Health effects of Chlorine Gas
The toxicity of chlorine it due to its oxidizing power.
When chlorine is inhaled at concentrations above 30 ppm, it begins to react with water and the cells of the body, which change it into hydrochloric acid (HCl) and hypochlorous acid (HClO). Coughing and vomiting may occur at 30 ppm and lung damage at 60 ppm. Chlorine gas is said to "sting" the back of the throat and chest and reacts with the water present in the mucosa of the lungs to form hydrochloric acid, which can be lethal. Approx 1000 ppm of chlorine can be fatal after just a few deep breaths. Even breathing in only lower concentrations can irritate the respiratory system, while exposure to the gas can irritate the eyes.
Isotopes of Chlorine
Chlorine gas can consist of atoms of any isotopes of chlorine.
Chlorine has several isotopes, the most common and stable of which are 35Cl, commonly referred to as "chlorine 35" and 37Cl, commonly referred to as "chlorine 37". Typical proportions of these are 75.77% 35Cl and 24.23% 37Cl, hence the atomic mass of chlorine is often stated as 35.5. (That is, 35 x 75.77/100 + 37 x 24.23/100 = 35 x 0.7577 + 37 x 0.2423 = 26.5195 + 8.9651 = 35.4846, which is approximately equal to 35.5)
Uses of Chlorine (Gas)
- Chemical Weapons (Historically):
Chlorine gas (also known as "bertholite") was used as a chemical weapon during World War I. The damage caused by chlorine gas (see the section "Health effects of Chlorine Gas" above) can be prevented by a gas mask or other filtration method. After its first use, chlorine was used as a chemical weapon by both sides in WWI but it was soon replaced by the more deadly gases.
Uses of Chlorine (including chlorine combined with other elements to form compounds of chlorine)
- Bleaching and Disinfectants (in general): Disinfectants that include the chemical element chlorine are used against many different dangerous germs in both domestic house and public places such as hospitals, swimming pools, hotels and restaurants.

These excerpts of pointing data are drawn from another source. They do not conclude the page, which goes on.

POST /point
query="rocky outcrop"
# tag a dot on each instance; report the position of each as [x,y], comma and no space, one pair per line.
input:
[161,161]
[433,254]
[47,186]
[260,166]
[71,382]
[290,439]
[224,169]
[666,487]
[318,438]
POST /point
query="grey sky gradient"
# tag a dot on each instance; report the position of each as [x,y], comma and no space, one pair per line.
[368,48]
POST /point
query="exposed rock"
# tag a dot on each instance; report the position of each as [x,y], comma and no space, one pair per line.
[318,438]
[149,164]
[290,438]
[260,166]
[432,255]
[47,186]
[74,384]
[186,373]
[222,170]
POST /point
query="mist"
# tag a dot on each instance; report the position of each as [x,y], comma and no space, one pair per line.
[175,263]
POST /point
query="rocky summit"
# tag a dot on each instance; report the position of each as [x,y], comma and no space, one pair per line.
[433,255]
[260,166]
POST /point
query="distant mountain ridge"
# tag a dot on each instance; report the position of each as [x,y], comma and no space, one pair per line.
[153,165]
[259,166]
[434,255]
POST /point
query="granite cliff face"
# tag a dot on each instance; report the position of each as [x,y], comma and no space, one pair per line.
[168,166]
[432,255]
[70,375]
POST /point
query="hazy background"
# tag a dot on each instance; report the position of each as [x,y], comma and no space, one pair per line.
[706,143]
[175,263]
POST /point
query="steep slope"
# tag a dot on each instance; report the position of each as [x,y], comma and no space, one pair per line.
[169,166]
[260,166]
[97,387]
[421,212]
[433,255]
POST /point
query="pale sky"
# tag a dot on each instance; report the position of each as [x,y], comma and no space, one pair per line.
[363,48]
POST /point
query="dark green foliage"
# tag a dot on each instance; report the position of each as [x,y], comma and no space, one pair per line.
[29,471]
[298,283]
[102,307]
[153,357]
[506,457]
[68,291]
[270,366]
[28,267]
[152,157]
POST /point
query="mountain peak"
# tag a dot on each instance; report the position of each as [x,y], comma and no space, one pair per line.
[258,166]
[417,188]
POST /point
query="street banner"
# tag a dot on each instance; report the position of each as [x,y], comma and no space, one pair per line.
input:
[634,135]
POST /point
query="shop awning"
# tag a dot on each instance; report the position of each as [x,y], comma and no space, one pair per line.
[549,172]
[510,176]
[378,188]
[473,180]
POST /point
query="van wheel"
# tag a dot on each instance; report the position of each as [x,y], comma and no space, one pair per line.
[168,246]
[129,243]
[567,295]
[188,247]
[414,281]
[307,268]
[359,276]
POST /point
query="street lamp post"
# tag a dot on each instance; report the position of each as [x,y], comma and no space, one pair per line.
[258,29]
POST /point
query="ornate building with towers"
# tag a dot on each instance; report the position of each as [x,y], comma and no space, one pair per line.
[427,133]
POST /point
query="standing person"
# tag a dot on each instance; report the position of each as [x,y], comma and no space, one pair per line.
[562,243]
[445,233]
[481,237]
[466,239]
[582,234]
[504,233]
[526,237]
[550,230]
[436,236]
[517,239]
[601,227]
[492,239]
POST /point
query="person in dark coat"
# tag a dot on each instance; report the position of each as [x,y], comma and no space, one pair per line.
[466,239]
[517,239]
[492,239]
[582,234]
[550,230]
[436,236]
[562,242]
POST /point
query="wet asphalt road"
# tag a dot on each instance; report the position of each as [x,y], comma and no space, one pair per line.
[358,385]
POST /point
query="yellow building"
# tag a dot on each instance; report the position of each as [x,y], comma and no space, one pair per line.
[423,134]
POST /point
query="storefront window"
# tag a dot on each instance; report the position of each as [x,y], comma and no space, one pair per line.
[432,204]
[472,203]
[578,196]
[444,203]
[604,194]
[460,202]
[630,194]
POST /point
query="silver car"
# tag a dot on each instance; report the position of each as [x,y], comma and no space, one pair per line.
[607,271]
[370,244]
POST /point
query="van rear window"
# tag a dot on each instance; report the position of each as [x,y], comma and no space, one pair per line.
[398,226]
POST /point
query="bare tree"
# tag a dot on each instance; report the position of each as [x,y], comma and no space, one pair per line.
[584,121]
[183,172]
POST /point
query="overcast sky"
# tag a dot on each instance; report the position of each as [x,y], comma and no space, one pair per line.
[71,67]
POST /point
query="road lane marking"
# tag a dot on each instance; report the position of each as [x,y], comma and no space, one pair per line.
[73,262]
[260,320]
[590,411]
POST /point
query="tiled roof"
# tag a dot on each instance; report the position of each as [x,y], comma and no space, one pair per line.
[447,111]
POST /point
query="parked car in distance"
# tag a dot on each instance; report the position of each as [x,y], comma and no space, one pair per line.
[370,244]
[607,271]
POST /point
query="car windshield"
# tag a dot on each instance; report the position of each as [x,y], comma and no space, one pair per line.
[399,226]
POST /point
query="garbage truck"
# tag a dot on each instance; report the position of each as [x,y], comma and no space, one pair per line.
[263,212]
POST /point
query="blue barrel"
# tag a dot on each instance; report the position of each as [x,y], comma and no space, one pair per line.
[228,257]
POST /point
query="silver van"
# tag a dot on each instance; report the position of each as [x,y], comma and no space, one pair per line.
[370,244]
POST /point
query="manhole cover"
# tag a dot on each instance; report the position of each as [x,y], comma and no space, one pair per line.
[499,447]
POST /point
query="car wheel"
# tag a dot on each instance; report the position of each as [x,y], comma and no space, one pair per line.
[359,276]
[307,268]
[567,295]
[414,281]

Chlorine's powerful disinfectant qualities are due to its ability to bond with and destroy the outer surfaces of bacteria and viruses.
Historically: Chlorine was first used as a germicide in the maternity wards of Vienna General Hospital in Austria in 1847 and became one of humanity's fiercest weapons against a wide range of life-threatening infections, viruses, and bacteria.
- Disinfecting Water: Chlorine is often present in chemicals used to kill bacteria in drinking water and swimming pools. Chlorine is very effect against e coli bacteria.
- Organic Chemistry: Chlorine has been found to be extremely useful for studying and synthesizing organic compounds (if these words are unfamiliar see 'What is Organic Chemistry ?' and 'What is a compound ?').
- Oxidant: Chlorine is a powerful oxidant.
- Pharmaceuticals: Chlorine chemistry is used in the production of a large proportional of all prescription drugs.
- Swimming Pools: Chlorine is present in chemicals commonly used to keep swimming pools safe by killing potentially harmful bacteria that might otherwise thrive and multiply in the water, causing health hazards.